A University of Utah study of Africa’s Kalahari Bushmen suggests that stories told over firelight helped human culture and thought evolve by reinforcing social traditions, promoting harmony and equality, and sparking the imagination to envision a broad sense of community, both with distant people and the spirit world.

Researchers previously studied how cooking affected diets and anatomy, but “little is known about how important the extended day was for igniting the embers of culture and society,” anthropology professor Polly Wiessner writes in a study published online today in the journal Proceedings of the National Academy of Sciences.

“There is something about fire in the middle of the darkness that bonds, mellows and also excites people. It’s intimate,” says Wiessner, who has studied the Bushmen for 40 years. “Nighttime around a fire is universally time for bonding, for telling social information, for entertaining, for a lot of shared emotions.”

Wiessner’s study, which she calls “exploratory,” analyzed scores of daytime and firelight conversations among !Kung Bushmen – also known as Ju/’hoansi Bushmen – some 4,000 of which now live in the Kalahari Desert of northeast Namibia and northwest Botswana. (The exclamation, slash and apostrophe symbols represent click sounds in their language.) They are among several groups of Kalahari Bushmen.

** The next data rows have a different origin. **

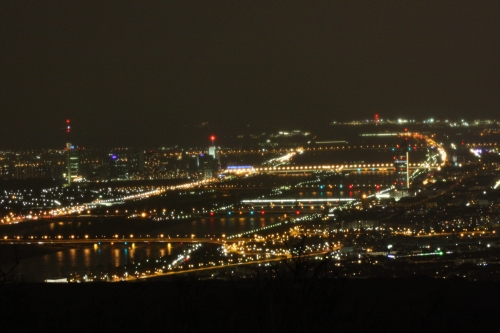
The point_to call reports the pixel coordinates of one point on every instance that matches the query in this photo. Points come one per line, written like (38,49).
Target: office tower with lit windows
(401,167)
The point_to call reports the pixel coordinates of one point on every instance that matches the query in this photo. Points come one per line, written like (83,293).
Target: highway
(214,240)
(194,270)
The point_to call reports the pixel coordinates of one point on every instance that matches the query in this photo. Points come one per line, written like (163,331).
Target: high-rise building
(401,167)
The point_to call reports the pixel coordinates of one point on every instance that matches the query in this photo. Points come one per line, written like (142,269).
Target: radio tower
(72,156)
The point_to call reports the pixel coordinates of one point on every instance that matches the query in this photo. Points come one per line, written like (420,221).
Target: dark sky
(148,74)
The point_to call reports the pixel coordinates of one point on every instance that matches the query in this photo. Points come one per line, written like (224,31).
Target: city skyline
(153,74)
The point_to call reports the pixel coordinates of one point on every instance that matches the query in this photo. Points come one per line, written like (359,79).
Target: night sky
(150,74)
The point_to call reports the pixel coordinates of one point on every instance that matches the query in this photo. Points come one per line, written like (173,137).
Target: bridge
(332,167)
(148,240)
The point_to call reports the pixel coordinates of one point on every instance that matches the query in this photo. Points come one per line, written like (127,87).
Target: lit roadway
(253,262)
(333,167)
(128,240)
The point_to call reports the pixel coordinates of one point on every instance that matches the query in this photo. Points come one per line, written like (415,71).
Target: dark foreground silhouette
(262,305)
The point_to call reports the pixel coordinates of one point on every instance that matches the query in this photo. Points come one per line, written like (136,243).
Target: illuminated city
(249,166)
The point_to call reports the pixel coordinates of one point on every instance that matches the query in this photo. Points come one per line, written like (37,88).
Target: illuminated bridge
(336,168)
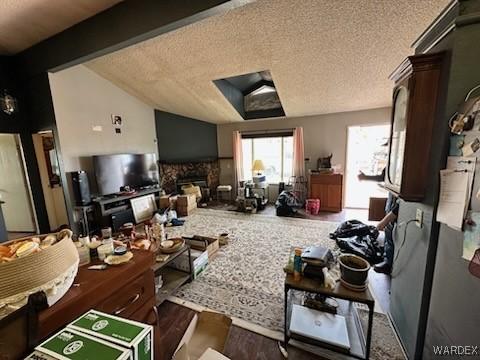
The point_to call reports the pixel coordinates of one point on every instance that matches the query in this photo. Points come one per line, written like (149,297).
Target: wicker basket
(51,270)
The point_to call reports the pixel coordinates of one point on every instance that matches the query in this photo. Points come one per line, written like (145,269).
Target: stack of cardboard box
(96,335)
(186,204)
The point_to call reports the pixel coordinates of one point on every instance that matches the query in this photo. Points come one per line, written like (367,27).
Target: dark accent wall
(20,123)
(454,317)
(122,25)
(182,139)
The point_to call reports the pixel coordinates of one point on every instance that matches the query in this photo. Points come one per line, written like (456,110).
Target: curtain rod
(266,131)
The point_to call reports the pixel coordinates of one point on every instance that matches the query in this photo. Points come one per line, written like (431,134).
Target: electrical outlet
(419,218)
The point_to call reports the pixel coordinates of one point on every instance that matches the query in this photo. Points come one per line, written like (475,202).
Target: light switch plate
(419,218)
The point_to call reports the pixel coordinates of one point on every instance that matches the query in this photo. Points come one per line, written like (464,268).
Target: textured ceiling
(324,56)
(24,23)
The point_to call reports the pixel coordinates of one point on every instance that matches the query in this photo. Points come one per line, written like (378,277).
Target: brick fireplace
(196,172)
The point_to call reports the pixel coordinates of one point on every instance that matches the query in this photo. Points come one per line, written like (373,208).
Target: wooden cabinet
(328,188)
(414,108)
(127,291)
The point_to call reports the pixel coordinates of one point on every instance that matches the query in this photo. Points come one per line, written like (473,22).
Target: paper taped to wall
(467,164)
(453,195)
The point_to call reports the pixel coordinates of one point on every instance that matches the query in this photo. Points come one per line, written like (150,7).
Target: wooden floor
(241,344)
(246,345)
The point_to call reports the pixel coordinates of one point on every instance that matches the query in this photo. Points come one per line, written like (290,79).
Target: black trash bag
(351,228)
(357,238)
(364,246)
(286,204)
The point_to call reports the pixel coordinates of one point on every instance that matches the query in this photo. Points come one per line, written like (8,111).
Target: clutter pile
(287,204)
(357,238)
(315,262)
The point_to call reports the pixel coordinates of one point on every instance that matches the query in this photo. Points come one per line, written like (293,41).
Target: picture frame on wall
(143,207)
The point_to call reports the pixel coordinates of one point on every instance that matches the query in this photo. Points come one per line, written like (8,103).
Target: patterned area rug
(245,279)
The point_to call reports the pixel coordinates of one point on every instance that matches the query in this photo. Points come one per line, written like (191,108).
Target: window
(276,154)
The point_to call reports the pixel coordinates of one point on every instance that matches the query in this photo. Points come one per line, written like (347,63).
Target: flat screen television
(115,171)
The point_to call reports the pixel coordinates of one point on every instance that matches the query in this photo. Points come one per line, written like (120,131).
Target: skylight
(253,95)
(263,90)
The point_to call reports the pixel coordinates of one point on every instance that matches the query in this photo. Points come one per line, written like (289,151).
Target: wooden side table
(359,346)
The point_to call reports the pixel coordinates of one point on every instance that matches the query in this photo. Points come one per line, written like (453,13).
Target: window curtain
(298,153)
(237,159)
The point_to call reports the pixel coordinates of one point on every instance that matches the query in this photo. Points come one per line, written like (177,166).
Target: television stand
(116,211)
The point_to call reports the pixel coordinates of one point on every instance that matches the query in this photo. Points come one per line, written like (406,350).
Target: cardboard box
(188,201)
(133,335)
(203,243)
(199,262)
(37,355)
(69,344)
(207,330)
(167,201)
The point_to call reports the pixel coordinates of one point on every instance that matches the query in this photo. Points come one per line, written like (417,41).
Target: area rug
(245,279)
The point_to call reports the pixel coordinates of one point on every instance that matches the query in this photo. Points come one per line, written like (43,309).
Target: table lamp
(258,166)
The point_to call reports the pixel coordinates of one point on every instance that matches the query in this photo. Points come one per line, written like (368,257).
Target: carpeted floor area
(245,279)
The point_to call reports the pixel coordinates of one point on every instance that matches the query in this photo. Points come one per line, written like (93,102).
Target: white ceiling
(24,23)
(325,56)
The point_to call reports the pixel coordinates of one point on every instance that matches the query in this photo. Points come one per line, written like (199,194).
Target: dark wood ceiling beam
(125,24)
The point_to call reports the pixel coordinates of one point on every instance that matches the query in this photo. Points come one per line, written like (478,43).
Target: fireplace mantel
(171,172)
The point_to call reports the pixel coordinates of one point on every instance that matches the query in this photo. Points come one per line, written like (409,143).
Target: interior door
(14,191)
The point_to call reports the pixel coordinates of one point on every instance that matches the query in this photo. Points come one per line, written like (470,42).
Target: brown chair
(18,330)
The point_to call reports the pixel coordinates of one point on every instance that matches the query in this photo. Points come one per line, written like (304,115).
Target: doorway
(48,166)
(18,218)
(367,153)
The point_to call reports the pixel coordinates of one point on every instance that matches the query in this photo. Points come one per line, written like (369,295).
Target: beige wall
(82,100)
(323,134)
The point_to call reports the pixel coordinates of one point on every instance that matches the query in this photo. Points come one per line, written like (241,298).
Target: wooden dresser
(328,188)
(126,290)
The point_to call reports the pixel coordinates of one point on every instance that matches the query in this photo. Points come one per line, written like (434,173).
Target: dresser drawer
(129,298)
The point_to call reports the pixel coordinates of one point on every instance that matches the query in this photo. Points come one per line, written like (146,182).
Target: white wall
(14,190)
(82,100)
(323,134)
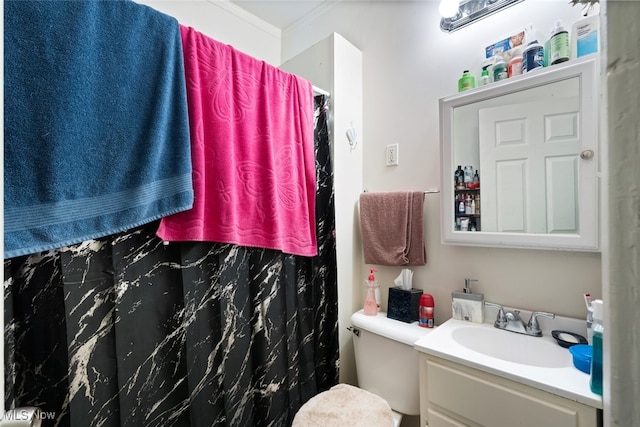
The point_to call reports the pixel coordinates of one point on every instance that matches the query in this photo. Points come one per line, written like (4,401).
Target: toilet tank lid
(407,333)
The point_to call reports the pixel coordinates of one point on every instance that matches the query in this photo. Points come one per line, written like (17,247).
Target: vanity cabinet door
(438,419)
(460,396)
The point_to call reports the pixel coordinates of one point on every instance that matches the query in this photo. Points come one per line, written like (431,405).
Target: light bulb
(448,8)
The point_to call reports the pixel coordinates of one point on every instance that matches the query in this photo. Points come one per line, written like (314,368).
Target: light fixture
(448,8)
(469,11)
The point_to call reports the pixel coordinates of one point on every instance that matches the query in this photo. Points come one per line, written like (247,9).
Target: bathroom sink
(534,361)
(512,347)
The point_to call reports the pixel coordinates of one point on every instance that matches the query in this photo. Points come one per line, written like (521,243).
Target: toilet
(387,367)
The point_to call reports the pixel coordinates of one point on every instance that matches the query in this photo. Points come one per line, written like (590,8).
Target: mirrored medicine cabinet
(533,141)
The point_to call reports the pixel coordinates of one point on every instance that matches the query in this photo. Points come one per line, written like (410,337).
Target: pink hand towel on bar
(252,152)
(392,228)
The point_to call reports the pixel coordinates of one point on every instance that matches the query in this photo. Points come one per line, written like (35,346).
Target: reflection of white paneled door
(529,155)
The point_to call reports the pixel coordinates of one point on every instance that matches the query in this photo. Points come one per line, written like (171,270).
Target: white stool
(345,405)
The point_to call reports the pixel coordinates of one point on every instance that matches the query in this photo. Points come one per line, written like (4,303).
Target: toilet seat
(345,405)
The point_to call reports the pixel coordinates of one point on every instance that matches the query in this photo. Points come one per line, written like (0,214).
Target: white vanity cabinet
(452,394)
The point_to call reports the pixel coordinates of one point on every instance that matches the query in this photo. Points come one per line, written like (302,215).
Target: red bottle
(426,311)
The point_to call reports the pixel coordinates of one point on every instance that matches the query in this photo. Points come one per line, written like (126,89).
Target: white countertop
(565,381)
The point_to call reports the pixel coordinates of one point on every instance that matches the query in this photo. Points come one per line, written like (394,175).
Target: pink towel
(392,228)
(252,152)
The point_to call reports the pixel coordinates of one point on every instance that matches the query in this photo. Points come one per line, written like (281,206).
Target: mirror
(519,161)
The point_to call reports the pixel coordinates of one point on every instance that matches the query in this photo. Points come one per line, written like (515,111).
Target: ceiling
(279,13)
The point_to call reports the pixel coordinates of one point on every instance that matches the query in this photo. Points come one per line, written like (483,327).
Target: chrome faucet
(511,320)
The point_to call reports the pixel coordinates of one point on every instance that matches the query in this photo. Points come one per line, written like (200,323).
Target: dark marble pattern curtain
(127,331)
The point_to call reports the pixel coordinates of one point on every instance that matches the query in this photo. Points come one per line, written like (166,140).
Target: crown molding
(247,17)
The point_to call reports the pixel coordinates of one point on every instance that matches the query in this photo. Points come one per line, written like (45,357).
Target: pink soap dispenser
(370,304)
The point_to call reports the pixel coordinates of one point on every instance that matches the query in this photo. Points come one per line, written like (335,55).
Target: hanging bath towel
(96,125)
(392,228)
(252,152)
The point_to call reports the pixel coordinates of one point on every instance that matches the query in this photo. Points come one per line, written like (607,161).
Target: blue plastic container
(582,354)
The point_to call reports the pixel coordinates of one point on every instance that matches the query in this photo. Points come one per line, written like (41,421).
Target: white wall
(622,250)
(335,65)
(409,63)
(226,23)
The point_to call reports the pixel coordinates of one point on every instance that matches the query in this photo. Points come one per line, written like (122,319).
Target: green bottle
(466,82)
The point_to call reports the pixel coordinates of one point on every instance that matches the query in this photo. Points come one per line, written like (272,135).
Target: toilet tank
(386,362)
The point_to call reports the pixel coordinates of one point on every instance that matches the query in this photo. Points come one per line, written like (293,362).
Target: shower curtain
(127,331)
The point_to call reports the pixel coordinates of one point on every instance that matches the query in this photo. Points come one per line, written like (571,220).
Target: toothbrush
(587,300)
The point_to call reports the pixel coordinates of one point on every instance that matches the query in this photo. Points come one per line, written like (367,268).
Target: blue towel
(95,122)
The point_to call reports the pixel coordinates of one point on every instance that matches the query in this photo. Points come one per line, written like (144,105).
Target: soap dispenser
(466,305)
(370,304)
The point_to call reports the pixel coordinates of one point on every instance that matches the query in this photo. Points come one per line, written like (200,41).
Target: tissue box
(469,307)
(403,304)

Why study the campfire tales of Bushmen?

“We can’t tell about the past from the Bushmen,” Wiessner says. “But these people live from hunting and gathering. For 99 percent of our evolution, this is how our ancestors lived. What transpires during the firelit night hours by hunter-gatherers? It helps answer the question of what firelit space contributes to human life.”

She writes: “Stories are told in virtually all hunter-gatherer societies; together with gifts, they were the original social media.”

IMAGE: !Kung Kalahari Bushmen in Africa sit in camp. A University of Utah study of nighttime gatherings around fires by these hunter-gatherers suggests that human cultural development was advanced when human…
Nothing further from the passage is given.